Amy Glass, UK diet and health policy manager at the Food and Drink Federation, calls for a “holistic strategy” including support for local communities.
“Government policies to date have focused on what we should reduce from the diet, like calories, sugars and salt, but we’d also like to see more focus on what we should try to eat more of, such as fruits, vegetables and fibre, which is equally important,” says Glass.
However, some argue interventions are needed on a grander scale to achieve real change. Hawkes advocates plain packaging on unhealthy food to eliminate the effects of seductive branding.
Fostering healthier lifestyles also requires different urban design, she says, “[so that streets] are amenable to children to get out on their bikes, to walk, to be out in green space”.

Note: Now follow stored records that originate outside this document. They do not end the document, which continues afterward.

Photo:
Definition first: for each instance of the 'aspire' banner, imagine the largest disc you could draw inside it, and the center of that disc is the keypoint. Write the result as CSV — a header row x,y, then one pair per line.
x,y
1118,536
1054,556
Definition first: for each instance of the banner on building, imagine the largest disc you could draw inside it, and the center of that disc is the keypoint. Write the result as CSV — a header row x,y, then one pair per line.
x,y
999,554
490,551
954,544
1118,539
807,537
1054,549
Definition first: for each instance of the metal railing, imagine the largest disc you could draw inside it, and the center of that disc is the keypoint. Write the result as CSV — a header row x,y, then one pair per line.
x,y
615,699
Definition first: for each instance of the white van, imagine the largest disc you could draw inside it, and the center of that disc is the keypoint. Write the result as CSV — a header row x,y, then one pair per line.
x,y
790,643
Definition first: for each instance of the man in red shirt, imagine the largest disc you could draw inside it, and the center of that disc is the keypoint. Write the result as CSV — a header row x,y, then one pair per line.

Sattar says governments and companies should “think seriously about a four-day working week so people have an extra day a week for activity and sport”. He also cites the role of inequality, with those in poverty in developed countries at greater risk of excess weight than their wealthier compatriots.
Addressing obesity cuts into so many global issues that a Lancet commission on the topic, which reported in 2019, changed its own remit to “the global syndemic [ie multiple epidemics] of obesity, undernutrition and climate change”. That means answers will be far from simple.
But for Sattar, obesity is “the biggest game in town” in terms of research and action. “It’s driving multiple problems with mobility, ill-health and unhappiness. And it’s driving it much worse in all the parts of society least able to cope with the consequences.”